Convolutional Neural Networks for User Identificationbased on Motion Sensors Represented as Image
This addresses user authentication for smartphone security, offering a practical system with improved generalization over baselines, though it is incremental as it builds on existing deep learning methods.
The paper tackles smartphone user identification by analyzing motion sensor signals from a single tap gesture, transforming them into images for a pre-trained CNN to extract features, achieving 89.75% accuracy in multi-class classification and 96.72% in few-shot identification.
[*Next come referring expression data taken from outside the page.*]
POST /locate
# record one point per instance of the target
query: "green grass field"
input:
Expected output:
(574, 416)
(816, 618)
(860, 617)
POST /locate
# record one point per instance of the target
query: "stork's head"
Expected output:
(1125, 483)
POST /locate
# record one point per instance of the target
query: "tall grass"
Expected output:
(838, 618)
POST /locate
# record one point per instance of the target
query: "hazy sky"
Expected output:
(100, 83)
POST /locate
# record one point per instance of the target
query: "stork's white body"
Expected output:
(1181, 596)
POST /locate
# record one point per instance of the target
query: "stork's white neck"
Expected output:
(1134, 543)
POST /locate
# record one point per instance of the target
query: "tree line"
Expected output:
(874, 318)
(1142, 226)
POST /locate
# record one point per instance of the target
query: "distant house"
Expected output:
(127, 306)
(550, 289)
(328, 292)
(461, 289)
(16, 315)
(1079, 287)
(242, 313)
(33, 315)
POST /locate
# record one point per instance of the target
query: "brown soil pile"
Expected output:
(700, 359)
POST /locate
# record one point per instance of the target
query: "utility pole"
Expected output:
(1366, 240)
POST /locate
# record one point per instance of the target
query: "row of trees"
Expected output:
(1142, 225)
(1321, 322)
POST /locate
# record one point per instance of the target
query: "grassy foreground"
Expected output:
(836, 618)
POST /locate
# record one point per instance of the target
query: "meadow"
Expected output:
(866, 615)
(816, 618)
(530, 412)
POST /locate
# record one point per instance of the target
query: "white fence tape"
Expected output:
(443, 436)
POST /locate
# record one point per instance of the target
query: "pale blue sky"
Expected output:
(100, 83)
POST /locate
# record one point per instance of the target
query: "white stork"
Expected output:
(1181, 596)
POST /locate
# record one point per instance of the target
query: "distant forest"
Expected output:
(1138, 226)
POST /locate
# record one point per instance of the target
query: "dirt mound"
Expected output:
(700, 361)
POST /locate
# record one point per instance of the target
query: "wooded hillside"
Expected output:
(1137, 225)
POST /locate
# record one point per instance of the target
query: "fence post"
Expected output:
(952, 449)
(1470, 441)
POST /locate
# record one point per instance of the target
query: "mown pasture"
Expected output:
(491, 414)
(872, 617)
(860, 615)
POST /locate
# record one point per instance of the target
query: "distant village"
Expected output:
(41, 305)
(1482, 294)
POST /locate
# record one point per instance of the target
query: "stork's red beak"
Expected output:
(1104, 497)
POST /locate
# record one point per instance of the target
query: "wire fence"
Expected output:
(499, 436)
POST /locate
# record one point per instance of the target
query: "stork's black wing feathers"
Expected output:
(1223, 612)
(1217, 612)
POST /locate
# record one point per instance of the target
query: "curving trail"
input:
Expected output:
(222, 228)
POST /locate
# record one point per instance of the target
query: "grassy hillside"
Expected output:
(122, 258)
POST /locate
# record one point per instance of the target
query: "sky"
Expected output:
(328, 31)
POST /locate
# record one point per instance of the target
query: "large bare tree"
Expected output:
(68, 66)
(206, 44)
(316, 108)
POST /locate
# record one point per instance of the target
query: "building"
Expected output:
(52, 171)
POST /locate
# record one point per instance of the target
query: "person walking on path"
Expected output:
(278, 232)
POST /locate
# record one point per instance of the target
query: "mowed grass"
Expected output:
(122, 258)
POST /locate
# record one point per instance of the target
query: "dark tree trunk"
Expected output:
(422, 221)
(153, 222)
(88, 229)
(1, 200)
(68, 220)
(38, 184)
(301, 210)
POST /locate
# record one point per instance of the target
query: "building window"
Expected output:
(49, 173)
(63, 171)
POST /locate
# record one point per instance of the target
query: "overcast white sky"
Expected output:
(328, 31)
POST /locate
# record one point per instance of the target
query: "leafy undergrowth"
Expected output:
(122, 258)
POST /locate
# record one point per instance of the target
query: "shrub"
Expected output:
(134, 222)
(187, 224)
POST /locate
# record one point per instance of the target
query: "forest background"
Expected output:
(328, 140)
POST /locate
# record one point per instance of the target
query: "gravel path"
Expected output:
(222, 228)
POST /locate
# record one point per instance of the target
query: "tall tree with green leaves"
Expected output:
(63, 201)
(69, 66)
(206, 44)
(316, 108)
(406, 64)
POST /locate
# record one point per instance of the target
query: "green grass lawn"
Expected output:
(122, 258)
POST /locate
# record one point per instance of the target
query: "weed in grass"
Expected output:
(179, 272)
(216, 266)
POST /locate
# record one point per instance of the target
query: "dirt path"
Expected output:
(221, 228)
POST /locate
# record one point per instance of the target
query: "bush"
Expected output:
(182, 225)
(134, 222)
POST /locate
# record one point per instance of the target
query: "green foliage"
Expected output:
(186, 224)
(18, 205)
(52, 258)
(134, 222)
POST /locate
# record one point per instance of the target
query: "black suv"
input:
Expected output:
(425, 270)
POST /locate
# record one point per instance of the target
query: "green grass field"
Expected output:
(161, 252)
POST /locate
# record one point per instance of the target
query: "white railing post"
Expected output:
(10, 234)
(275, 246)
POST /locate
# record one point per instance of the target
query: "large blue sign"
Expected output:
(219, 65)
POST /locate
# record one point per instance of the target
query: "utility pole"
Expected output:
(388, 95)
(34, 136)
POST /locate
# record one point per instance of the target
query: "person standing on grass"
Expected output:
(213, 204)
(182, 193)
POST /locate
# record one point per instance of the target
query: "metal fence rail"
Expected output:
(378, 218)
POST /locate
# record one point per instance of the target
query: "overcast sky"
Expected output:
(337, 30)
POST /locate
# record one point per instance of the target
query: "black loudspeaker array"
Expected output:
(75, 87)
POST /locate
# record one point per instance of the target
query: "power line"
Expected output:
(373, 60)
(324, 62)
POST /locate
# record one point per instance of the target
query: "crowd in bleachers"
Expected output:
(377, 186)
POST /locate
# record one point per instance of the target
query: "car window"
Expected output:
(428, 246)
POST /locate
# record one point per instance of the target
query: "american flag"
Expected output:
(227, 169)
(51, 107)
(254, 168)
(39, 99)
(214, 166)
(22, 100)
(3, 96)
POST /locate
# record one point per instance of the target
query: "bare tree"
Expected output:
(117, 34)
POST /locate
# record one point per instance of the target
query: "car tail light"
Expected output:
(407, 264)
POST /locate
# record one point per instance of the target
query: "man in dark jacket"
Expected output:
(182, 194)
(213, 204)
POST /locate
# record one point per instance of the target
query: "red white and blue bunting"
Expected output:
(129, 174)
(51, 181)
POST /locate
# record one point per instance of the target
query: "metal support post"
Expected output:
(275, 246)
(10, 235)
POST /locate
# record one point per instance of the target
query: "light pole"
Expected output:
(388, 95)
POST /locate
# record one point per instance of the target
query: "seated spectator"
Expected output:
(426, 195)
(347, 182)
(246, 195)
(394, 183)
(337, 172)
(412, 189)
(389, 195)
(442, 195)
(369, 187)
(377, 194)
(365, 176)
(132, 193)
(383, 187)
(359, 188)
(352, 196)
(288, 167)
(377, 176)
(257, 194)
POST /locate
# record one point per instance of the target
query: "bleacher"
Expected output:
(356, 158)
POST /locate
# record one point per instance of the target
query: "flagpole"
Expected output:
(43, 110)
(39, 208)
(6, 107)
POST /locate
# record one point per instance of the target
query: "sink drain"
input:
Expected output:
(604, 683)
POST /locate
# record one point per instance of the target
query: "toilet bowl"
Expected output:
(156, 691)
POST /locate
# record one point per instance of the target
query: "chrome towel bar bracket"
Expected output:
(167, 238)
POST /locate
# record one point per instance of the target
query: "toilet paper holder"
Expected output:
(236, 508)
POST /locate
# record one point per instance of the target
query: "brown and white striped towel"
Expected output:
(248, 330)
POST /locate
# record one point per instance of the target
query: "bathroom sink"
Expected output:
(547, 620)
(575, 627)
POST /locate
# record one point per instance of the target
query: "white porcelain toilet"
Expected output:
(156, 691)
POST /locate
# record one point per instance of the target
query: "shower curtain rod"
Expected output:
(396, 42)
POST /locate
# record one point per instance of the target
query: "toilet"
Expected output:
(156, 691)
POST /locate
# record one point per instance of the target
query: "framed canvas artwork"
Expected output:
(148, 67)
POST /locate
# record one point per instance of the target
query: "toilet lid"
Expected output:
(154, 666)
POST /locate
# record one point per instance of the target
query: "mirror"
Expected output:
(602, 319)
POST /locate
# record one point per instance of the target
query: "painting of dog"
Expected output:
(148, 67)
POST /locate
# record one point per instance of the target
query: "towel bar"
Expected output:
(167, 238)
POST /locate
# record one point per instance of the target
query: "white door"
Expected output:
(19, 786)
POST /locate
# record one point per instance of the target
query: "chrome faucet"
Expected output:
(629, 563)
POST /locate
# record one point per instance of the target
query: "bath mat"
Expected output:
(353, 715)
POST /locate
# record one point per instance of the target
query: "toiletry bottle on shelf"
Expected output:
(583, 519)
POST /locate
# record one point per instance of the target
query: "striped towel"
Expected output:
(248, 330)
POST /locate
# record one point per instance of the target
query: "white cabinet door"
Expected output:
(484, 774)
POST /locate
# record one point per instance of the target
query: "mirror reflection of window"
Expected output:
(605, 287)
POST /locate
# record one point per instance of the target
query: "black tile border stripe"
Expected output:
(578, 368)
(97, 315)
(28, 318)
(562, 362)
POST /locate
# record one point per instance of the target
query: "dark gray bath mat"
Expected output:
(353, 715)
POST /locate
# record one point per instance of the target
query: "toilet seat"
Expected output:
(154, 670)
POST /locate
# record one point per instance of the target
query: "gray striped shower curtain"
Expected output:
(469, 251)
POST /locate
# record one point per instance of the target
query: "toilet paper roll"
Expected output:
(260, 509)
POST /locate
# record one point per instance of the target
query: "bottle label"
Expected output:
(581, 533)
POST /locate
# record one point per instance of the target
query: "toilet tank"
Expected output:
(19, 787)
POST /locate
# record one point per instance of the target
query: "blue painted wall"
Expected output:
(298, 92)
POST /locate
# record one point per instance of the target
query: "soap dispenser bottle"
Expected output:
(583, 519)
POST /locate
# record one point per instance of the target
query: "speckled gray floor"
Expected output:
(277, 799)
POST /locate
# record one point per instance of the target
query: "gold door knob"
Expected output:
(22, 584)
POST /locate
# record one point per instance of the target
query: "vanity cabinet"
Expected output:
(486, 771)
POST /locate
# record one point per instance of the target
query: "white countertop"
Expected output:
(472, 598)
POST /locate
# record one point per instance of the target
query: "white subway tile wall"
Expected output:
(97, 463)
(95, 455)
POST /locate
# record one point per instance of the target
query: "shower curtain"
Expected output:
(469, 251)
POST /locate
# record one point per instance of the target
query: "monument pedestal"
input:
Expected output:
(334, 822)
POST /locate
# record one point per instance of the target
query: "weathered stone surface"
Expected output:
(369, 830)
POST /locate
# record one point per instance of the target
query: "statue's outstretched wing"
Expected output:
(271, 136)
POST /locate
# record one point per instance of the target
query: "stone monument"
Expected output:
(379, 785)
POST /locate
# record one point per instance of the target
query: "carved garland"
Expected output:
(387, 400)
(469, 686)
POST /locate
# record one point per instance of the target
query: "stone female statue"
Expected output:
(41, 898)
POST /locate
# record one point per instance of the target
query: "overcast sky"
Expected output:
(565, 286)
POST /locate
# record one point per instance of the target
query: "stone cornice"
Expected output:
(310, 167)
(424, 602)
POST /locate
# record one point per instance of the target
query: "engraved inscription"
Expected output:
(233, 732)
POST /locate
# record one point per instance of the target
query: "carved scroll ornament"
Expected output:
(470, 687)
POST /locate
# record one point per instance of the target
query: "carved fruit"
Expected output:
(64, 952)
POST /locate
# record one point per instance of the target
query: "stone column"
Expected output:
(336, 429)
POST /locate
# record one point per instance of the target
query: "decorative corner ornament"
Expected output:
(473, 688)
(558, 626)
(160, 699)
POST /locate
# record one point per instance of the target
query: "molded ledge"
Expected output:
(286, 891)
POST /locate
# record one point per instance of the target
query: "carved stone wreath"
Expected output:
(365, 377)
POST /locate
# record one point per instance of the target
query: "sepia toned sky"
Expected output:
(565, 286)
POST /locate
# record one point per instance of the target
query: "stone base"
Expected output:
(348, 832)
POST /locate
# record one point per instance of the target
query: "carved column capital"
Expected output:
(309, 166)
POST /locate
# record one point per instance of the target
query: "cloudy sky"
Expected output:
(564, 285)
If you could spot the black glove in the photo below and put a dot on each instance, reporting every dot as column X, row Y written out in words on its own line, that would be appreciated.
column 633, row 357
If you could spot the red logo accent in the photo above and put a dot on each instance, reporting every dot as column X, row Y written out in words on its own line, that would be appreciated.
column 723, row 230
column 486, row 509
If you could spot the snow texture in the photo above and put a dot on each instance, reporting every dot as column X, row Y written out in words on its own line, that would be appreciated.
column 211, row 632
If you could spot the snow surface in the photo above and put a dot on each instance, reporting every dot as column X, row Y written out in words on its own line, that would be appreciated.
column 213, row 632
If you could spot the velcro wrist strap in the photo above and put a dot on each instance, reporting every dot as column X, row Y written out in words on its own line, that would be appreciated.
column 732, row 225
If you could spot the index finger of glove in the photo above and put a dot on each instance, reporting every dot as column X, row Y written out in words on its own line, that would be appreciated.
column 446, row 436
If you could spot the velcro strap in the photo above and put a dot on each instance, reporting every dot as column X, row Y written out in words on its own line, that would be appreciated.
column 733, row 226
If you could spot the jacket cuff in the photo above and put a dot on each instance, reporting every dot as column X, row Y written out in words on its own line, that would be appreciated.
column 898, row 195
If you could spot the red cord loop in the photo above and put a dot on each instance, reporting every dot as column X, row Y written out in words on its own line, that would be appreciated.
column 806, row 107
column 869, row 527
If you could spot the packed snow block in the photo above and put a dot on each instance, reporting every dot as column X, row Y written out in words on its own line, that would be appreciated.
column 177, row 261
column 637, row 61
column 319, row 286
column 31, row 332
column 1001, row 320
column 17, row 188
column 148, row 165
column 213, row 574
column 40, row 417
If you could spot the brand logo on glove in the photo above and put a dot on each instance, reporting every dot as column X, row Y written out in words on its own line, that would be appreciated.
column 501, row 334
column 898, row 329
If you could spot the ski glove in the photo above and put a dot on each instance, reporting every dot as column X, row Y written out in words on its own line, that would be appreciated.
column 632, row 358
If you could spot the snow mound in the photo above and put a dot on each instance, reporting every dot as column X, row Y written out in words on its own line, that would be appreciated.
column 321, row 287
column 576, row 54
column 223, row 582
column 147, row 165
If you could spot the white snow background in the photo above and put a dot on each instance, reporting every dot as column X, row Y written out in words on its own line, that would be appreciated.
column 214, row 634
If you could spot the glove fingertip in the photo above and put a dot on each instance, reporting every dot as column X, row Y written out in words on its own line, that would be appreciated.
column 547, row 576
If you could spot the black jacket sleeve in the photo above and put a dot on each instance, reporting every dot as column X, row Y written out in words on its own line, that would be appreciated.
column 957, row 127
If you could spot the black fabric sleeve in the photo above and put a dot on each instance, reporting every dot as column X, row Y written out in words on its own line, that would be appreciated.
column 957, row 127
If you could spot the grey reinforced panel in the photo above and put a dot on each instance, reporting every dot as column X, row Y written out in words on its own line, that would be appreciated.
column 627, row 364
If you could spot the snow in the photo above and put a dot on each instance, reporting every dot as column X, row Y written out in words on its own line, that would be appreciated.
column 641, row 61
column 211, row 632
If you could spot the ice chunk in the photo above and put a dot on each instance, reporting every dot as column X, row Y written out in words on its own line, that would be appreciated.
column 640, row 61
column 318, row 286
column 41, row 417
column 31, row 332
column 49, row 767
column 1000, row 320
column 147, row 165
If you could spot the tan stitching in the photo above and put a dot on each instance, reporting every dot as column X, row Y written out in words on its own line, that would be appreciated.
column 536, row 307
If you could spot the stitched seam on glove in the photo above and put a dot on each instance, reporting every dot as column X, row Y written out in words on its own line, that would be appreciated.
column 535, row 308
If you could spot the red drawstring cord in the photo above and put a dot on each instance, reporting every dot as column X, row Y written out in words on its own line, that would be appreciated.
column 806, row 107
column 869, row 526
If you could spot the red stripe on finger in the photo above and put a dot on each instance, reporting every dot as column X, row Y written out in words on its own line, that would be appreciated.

In this paper, we propose a deep learning approach for smartphone user identification based on analyzing motion signals recorded by the accelerometer and the gyroscope, during a single tap gesture performed by the user on the screen. We transform the discrete 3-axis signals from the motion sensors into a gray-scale image representation which is provided as input to a convolutional neural network (CNN) that is pre-trained for multi-class user classification. In the pre-training stage, we benefit from different users and multiple samples per user. After pre-training, we use our CNN as feature extractor, generating an embedding associated to each single tap on the screen. The resulting embeddings are used to train a Support Vector Machines (SVM) model in a few-shot user identification setting, i.e. requiring only 20 taps on the screen during the registration phase. We compare our identification system based on CNN features with two baseline systems, one that employs handcrafted features and another that employs recurrent neural network (RNN) features. All systems are based on the same classifier, namely SVM. To pre-train the CNN and the RNN models for multi-class user classification, we use a different set of users than the set used for few-shot user identification, ensuring a realistic scenario. The empirical results demonstrate that our CNN model yields a top accuracy of 89.75% in multi-class user classification and a top accuracy of 96.72% in few-shot user identification. In conclusion, we believe that our system is ready for practical use, having a better generalization capacity than both baselines.